Arbeitgeber:innen in der Pflicht
Was den Autoren in ihren Befragungen immer wieder aufgefallen ist: Viele der Studienteilnehmenden beklagen mangelnde Unterstützung seitens ihrer Arbeitgeber:innen. Für letztere sollte die psychische Gesundheit der Journalist:innen daher stärker in den Fokus rücken. Das Resümee der Heidelberger Professoren: „Ein psychologisches Gesundheitsmanagement unter Einbezug der Interessenvertretungen kann ein wertvoller Beitrag sein, um die Gesundheit von Journalist:innen nachhaltig zu schützen und die Arbeitsbedingungen den Transformationsherausforderungen anzupassen.

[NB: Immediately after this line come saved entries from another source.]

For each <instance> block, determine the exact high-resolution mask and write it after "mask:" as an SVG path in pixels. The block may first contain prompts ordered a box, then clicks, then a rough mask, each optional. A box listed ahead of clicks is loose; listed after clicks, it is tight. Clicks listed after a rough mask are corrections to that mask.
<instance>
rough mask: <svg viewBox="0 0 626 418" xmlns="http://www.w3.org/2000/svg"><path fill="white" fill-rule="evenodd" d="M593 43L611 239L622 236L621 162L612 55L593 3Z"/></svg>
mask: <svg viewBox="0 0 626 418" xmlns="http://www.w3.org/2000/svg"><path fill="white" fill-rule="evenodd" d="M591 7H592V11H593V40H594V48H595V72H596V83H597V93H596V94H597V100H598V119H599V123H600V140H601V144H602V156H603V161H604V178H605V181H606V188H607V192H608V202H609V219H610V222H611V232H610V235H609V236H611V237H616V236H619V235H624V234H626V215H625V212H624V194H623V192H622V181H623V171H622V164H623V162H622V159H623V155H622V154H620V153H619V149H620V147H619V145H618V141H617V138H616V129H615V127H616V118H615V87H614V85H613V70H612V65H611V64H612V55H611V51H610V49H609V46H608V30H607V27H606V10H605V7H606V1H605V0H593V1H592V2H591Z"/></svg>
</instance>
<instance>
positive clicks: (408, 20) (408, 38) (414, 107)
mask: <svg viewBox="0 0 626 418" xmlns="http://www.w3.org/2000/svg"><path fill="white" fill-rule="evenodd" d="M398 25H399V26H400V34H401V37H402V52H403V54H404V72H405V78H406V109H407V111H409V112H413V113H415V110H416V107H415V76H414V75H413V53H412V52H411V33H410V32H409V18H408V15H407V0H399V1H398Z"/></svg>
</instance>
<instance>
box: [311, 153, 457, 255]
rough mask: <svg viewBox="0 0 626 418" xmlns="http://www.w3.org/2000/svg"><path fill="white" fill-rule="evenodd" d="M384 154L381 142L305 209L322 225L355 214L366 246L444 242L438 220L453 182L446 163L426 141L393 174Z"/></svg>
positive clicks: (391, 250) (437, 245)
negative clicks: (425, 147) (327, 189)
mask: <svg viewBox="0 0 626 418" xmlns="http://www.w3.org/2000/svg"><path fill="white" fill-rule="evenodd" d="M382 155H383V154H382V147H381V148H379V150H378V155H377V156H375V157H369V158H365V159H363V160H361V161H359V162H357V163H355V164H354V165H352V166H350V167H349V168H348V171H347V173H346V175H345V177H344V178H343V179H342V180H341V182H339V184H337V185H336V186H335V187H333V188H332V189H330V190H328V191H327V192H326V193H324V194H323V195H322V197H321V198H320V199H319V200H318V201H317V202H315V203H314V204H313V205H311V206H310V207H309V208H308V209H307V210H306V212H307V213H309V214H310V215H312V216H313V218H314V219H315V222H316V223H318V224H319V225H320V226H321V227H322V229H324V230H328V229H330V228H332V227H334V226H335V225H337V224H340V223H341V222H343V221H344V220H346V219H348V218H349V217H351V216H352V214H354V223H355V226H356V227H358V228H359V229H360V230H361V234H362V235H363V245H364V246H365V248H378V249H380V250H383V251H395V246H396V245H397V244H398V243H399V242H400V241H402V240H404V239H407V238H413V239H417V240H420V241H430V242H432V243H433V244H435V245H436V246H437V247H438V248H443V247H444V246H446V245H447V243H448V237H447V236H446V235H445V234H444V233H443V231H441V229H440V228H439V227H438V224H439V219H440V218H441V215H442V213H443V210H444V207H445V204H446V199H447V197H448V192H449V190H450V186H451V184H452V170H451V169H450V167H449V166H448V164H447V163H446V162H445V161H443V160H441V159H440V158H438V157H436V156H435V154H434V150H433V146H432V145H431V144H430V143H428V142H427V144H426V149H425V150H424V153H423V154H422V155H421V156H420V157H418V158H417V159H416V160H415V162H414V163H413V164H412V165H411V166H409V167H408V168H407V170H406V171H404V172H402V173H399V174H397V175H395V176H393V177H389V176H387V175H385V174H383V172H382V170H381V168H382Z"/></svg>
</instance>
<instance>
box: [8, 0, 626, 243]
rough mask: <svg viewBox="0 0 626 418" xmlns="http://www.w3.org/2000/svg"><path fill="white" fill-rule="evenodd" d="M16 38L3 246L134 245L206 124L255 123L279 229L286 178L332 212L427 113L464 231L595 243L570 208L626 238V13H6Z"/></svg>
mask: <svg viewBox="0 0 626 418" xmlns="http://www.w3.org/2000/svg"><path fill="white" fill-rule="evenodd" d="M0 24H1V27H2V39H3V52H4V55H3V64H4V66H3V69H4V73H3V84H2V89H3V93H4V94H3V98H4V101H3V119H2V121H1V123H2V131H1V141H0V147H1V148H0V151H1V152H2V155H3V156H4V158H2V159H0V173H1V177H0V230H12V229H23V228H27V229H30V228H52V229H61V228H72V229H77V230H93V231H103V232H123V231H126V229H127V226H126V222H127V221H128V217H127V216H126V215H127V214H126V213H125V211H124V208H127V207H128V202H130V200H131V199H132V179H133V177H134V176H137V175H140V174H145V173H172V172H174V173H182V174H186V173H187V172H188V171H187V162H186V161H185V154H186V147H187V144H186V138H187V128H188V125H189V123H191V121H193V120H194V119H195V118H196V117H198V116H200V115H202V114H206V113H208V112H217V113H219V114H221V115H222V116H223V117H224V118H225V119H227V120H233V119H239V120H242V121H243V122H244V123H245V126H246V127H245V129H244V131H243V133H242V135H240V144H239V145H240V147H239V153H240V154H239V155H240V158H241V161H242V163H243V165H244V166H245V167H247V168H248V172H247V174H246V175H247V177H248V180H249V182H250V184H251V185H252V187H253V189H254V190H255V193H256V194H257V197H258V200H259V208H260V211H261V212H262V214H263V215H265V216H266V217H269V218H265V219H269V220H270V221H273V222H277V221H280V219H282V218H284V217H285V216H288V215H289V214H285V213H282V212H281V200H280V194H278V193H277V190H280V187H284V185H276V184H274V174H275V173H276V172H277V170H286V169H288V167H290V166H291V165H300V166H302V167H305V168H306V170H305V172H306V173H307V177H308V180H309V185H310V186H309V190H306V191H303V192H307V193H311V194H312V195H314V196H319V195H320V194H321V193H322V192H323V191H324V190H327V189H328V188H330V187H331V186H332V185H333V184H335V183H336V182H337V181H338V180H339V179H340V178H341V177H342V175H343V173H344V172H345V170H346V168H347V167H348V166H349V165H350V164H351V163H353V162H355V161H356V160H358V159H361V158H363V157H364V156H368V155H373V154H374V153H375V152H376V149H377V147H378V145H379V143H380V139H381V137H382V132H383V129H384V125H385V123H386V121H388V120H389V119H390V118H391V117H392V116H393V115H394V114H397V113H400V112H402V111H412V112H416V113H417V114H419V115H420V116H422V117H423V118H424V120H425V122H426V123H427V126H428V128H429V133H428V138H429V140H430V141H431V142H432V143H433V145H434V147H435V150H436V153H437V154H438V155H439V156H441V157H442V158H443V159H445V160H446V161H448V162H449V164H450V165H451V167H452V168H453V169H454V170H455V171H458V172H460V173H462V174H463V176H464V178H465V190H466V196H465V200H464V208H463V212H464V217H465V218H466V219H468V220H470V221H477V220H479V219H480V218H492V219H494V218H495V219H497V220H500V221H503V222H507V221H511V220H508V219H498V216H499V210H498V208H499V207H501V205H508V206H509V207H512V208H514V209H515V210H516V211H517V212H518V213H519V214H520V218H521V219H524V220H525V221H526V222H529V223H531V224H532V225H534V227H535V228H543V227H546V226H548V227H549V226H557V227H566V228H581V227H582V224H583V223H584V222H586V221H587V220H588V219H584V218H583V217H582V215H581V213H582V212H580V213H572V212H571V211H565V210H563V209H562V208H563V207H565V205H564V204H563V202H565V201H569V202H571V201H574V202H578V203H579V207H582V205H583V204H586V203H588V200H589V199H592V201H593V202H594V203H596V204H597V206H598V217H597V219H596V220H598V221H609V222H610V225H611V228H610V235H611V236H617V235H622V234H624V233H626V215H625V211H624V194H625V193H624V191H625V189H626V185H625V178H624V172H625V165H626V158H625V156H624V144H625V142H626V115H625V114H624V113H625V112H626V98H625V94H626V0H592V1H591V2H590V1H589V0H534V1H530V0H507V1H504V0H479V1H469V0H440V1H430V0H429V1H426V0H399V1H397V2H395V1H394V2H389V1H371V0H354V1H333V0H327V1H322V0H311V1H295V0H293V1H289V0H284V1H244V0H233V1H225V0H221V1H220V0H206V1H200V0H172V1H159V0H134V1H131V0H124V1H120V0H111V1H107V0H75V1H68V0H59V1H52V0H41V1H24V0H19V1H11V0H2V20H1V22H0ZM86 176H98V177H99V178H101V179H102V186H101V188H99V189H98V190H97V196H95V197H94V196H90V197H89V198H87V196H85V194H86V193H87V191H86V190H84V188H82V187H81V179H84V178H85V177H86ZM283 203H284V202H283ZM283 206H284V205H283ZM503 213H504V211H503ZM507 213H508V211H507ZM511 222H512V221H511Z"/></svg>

Die Ergebnisse der Otto-Brenner-Stiftung bestätigt auch den Eindruck der Gewerkschaften. "Beinahe täglich melden sich Kolleginnen und Kollegen bei unseren Mediensekretärinnen und Betriebsräten. Viele sind verzweifelt: Sie seien ausgebrannt, können einfach nicht mehr", schreibt die dju-Bundesvorsitzende Tina Groll. Sie warnt: "Die Journalismusbranche steht kurz vor einem kollektiven Burnout." Der DJV-Bundesvorsitzenden Frank Überall spricht von einem „Alarmsignal für den ganzen Journalismus“.
Gesunde Mitarbeiter:innen zahlen sich aus
Für Führungskräfte wird es immer wichtiger, den Arbeitsdruck ihrer Mitarbeiter:innen zu senken - und das auch in ihrem eigenen Interesse. Fachkräftemangel und fehlender Nachwuchs sorgen schon jetzt für Engpässe auf dem Arbeitsmarkt. Auch gut ausgebildete und fähige Journalist:innen könnten in Zukunft rar sein - und damit wählerischer werden, was ihren Arbeitsplatz angeht. Zynisch gesprochen aber statistisch belegt: gesunde Mitarbeiter:innen kosten dem Unternehmen weniger Geld. Psychische Erkrankungen sind laut dem Bundesgesundheitsministerium immer häufiger der Grund für Fehlzeiten und den frühzeitigen Einstieg in das Rentenalter. Rund 15 Prozent aller Fehltage gehen schon jetzt auf Erkrankungen der Psyche zurück. Besondere Brisanz erhalten psychische Erkrankungen auch durch ihre Krankheitsdauer, die mit durchschnittlich 36 Tagen dreimal so hoch ist wie bei anderen Erkrankungen mit zwölf Tagen. Wer in die mentale Gesundheit seiner Mitarbeiter:innen investiert, spart so gesehen sogar Geld. Dies gilt nicht nur für die Medienbranche, auch wenn der Druck hier zusehends größer wird. Niemand sollte einen Beruf haben, der sie oder ihn krank macht.